ARDS (Acute Respiratory Distress Syndrome)
Diffuse alveolar damage from direct or indirect lung injury — Berlin criteria: bilateral infiltrates + PaO2/FiO2 <300 + not fully explained by cardiac failure + acute onset within 1 week; usually ICU
Symptoms / Associated Sx
Severe progressive dyspnea and tachypnea
Refractory hypoxia — SpO2 <88% despite high FiO2
Bilateral crackles (diffuse alveolar damage)

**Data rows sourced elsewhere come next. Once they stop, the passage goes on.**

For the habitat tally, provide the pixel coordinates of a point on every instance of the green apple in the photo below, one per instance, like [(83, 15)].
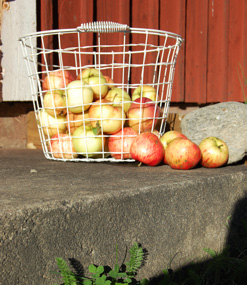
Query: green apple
[(109, 117), (119, 97), (87, 142), (145, 91), (80, 96), (51, 125), (55, 103)]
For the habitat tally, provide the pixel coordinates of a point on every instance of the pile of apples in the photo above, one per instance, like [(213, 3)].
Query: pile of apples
[(176, 150), (90, 116)]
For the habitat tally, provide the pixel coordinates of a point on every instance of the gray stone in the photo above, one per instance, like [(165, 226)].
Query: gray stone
[(52, 209), (227, 121)]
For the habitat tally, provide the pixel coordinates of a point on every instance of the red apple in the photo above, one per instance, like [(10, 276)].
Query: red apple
[(61, 146), (57, 79), (143, 115), (145, 91), (147, 148), (214, 151), (168, 137), (120, 142), (182, 153), (109, 81), (107, 115)]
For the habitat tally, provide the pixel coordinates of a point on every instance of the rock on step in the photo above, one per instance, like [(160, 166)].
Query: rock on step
[(227, 121)]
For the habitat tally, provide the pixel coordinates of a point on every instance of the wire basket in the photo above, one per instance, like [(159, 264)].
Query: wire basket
[(91, 101)]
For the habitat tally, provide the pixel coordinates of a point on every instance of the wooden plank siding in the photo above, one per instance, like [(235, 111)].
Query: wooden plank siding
[(215, 33)]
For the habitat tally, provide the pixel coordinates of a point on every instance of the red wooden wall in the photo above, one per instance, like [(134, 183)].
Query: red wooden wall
[(215, 33)]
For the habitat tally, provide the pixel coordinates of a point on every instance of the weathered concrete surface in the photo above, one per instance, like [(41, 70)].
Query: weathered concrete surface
[(52, 209)]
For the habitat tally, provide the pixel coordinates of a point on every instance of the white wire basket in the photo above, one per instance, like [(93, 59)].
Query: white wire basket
[(92, 100)]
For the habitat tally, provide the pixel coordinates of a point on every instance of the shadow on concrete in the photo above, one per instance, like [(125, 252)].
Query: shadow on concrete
[(223, 268), (228, 267)]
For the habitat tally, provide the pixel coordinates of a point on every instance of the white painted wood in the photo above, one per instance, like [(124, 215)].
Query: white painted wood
[(18, 21)]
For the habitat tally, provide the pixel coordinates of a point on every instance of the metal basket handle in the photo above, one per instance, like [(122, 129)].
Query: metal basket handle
[(103, 27)]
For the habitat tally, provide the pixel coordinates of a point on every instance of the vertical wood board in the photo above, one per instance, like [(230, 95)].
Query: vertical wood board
[(172, 19), (196, 51), (218, 29), (16, 85)]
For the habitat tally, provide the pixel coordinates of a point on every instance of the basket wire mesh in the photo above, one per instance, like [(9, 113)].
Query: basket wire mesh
[(122, 81)]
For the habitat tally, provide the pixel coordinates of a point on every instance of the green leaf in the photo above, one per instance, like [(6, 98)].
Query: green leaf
[(122, 274), (211, 252), (101, 280)]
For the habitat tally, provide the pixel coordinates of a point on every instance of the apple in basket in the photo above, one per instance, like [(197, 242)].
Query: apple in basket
[(88, 141), (120, 142), (145, 91), (95, 79), (168, 137), (79, 96), (55, 103), (143, 115), (61, 146), (109, 81), (182, 153), (147, 148), (74, 121), (119, 97), (214, 151), (107, 115), (57, 79), (51, 125)]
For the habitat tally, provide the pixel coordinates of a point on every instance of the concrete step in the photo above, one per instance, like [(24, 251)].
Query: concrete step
[(52, 209)]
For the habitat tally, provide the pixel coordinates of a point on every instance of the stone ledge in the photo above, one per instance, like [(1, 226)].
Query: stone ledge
[(82, 210)]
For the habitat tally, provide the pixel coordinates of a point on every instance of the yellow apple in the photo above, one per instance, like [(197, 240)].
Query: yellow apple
[(119, 97)]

Tachycardia, agitation, altered mentation
Signs of the underlying trigger: fever (sepsis/pneumonia), abdominal tenderness (aspiration/pancreatitis), trauma injuries
Denies
Elevated BNP + cardiomegaly + bilateral effusions (rules out cardiogenic pulmonary edema as primary — though can coexist; PCWP <18 in ARDS)
Onset >1 week from insult (Berlin criteria require <1 week from triggering event)
Unilateral infiltrates (rules out ARDS — must be bilateral; consider pneumonia, atelectasis)
Social History (SHx)
Sepsis source (pneumonia, abdominal — most common triggers), aspiration event, recent trauma or surgery, alcohol use, transfusion history (TRALI — transfusion-related ARDS), immunosuppression, prior lung disease, baseline ABG values.
Main Etiology
Pulmonary (direct): Pneumonia (most common), aspiration, pulmonary contusion, near-drowning, toxic inhalation
Extrapulmonary (indirect): Sepsis (most common indirect cause), severe pancreatitis, massive transfusion, trauma, burns, DIC
TRALI: Transfusion-related acute lung injury — within 6h of transfusion; donor anti-HLA antibodies activate recipient neutrophils
Most Common DDx
Cardiogenic pulmonary edema (elevated BNP; JVD; bilateral effusions; cardiomegaly; responds to diuretics + vasodilators; PCWP >18; echo shows LV dysfunction)
Bilateral pneumonia (can be indistinguishable from ARDS; fever + leukocytosis + consolidation; cultures positive; responds to antibiotics — though severe bilateral pneumonia IS ARDS)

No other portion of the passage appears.